Timeouts, Triggers & Toddler Tantrums

By Amalah

Dear Amalah,

You were a great help with my struggle to wean and now I’m back for more wisdom because HELP! My 2 1/2 year old is having issues with aggression and my husband and I are completely lost. Fortunately (I guess?) his beatings are always directed at us (mostly me) rather than other kids. His triggers are the typical stuff like transitions and being told he’s not allowed to do something unsafe. Giving him a timeout escalates the situation and we just don’t know what we should be doing to help him calm down and also enforce consequences.

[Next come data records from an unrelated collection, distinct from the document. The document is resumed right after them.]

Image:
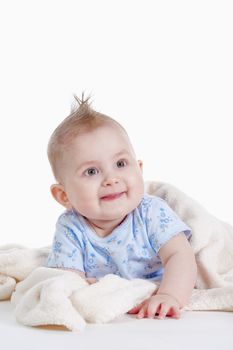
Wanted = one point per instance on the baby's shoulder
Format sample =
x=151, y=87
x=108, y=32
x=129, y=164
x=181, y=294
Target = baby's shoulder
x=70, y=219
x=148, y=201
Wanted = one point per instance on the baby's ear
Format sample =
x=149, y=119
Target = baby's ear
x=59, y=194
x=140, y=163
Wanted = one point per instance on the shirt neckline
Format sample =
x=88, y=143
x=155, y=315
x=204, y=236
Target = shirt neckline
x=89, y=231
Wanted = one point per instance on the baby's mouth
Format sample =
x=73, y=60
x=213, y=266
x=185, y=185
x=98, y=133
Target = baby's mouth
x=112, y=196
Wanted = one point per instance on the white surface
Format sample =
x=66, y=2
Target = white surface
x=161, y=68
x=195, y=330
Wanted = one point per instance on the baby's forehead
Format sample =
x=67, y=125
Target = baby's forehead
x=107, y=138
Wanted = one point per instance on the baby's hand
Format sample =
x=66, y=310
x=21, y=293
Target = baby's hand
x=160, y=304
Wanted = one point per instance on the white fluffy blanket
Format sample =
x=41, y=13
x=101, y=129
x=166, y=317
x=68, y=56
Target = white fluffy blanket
x=45, y=296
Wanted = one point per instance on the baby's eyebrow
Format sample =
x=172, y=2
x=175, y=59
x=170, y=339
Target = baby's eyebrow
x=91, y=162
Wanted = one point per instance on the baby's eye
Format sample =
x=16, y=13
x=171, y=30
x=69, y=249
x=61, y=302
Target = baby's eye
x=91, y=172
x=121, y=163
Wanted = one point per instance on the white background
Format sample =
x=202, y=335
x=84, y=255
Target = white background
x=161, y=68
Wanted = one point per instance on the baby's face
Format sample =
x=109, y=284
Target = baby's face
x=102, y=178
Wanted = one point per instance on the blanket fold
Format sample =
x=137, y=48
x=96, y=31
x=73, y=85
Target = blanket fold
x=45, y=296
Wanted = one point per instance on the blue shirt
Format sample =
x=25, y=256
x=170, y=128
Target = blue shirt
x=130, y=250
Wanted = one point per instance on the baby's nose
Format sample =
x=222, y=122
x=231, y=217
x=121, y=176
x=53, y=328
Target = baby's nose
x=110, y=181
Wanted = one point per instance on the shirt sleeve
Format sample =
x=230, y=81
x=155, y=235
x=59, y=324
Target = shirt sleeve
x=163, y=224
x=66, y=249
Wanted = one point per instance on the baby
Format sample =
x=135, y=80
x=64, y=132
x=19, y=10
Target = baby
x=110, y=225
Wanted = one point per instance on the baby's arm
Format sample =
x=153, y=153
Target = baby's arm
x=178, y=281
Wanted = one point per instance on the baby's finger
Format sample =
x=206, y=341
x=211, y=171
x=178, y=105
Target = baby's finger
x=164, y=308
x=142, y=311
x=152, y=309
x=174, y=312
x=135, y=309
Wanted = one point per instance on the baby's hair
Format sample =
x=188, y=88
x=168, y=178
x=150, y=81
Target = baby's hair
x=82, y=119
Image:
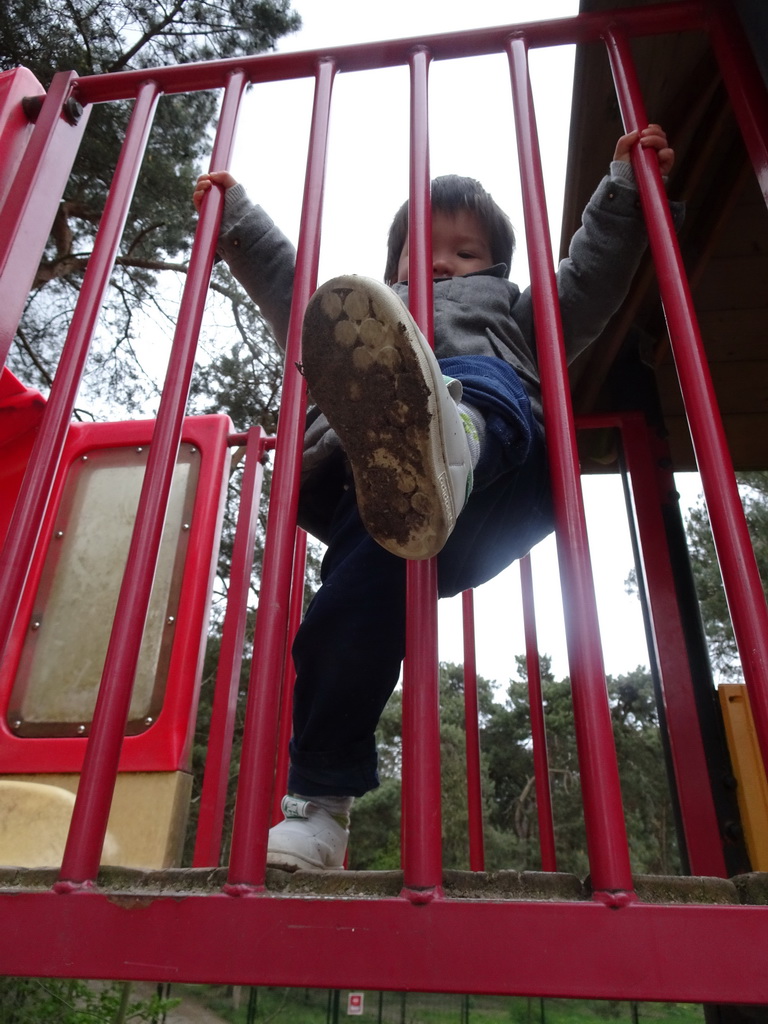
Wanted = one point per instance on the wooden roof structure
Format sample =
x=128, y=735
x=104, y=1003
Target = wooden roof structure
x=724, y=240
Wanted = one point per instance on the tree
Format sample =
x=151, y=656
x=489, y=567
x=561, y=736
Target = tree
x=108, y=36
x=717, y=624
x=35, y=1000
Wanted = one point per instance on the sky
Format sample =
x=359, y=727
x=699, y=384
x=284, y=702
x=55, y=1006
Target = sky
x=471, y=133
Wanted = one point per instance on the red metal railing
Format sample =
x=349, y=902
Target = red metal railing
x=183, y=936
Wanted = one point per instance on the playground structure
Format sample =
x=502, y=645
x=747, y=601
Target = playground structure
x=696, y=938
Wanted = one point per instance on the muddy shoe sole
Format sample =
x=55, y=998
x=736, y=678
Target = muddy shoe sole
x=372, y=373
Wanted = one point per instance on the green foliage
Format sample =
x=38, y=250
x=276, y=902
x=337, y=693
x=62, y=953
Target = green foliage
x=37, y=1000
x=754, y=489
x=313, y=1006
x=508, y=779
x=108, y=36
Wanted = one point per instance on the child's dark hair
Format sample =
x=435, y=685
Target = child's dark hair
x=451, y=194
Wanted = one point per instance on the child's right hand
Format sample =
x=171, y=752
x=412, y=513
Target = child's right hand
x=207, y=181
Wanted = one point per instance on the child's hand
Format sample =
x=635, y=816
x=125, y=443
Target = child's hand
x=652, y=137
x=207, y=181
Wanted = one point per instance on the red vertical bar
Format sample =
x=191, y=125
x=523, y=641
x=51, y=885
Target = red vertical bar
x=472, y=732
x=32, y=202
x=30, y=509
x=215, y=781
x=248, y=861
x=17, y=88
x=91, y=809
x=422, y=853
x=606, y=834
x=289, y=674
x=737, y=565
x=538, y=727
x=745, y=87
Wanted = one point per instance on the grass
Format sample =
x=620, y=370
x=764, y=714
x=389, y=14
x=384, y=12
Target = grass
x=302, y=1006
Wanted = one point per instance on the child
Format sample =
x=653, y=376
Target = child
x=415, y=454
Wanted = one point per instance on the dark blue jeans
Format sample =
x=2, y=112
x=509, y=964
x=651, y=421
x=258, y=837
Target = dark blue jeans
x=350, y=645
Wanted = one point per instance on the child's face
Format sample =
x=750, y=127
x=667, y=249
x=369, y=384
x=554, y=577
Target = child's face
x=460, y=246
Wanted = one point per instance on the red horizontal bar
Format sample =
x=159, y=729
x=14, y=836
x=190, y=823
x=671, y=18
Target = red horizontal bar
x=683, y=953
x=389, y=53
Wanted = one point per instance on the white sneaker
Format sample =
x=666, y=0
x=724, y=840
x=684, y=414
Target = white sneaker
x=308, y=839
x=373, y=374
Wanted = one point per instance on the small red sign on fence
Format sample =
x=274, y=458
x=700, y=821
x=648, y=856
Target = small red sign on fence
x=354, y=1004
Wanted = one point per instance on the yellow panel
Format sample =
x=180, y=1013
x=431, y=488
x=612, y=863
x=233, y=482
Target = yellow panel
x=748, y=767
x=145, y=827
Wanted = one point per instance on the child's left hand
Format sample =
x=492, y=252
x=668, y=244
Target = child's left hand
x=652, y=137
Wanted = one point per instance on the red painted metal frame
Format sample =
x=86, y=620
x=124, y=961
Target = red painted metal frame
x=31, y=205
x=586, y=28
x=164, y=747
x=91, y=809
x=295, y=612
x=216, y=778
x=613, y=946
x=571, y=949
x=651, y=487
x=606, y=834
x=252, y=819
x=740, y=577
x=422, y=834
x=15, y=126
x=472, y=733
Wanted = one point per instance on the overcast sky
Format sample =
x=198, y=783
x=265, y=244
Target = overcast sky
x=471, y=132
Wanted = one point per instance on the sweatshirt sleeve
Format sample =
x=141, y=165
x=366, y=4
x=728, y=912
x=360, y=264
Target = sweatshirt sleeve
x=260, y=257
x=603, y=257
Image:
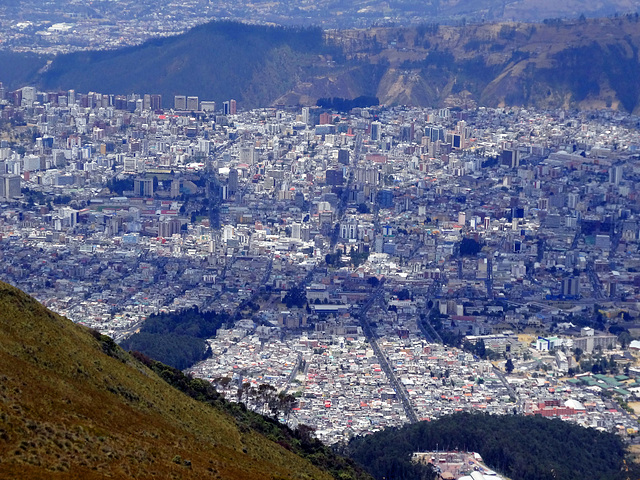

Here’s a typical scenario from this morning:
He’s having an amazing time playing with kids at the park. He starts to wander towards the road and I tell him to stop at the fence. He starts climbing under the fence and I approach and tell him “no, it’s not safe.” He starts hitting and kicking me and I tell him he needs a timeout for not listening and for hitting. I have to physically move him to a safe place for a time-out. I try to keep him in place and say it’s okay to be upset, but he cannot hit me (as he continues to kick and hit me). I show him how to take deep breaths and try counting to 20 but he’s basically in a mental state where he receives no input. I would be fine letting him ride out the tantrum but any time I let go of him, he runs back towards the road. I tell him if he hits me again, we’ll have to leave the park. He hits me and I carry him kicking and screaming back to the car as he tries to smack and pinch and strangle me the whole way. I give him the opportunity to walk beside me but he runs the other way. And of course the aggression continues as I force him into the car seat. I start the car and give him a few minutes to calm down. When he’s quiet, I open his door to explain why we are leaving the park and he tries to kick me in the head.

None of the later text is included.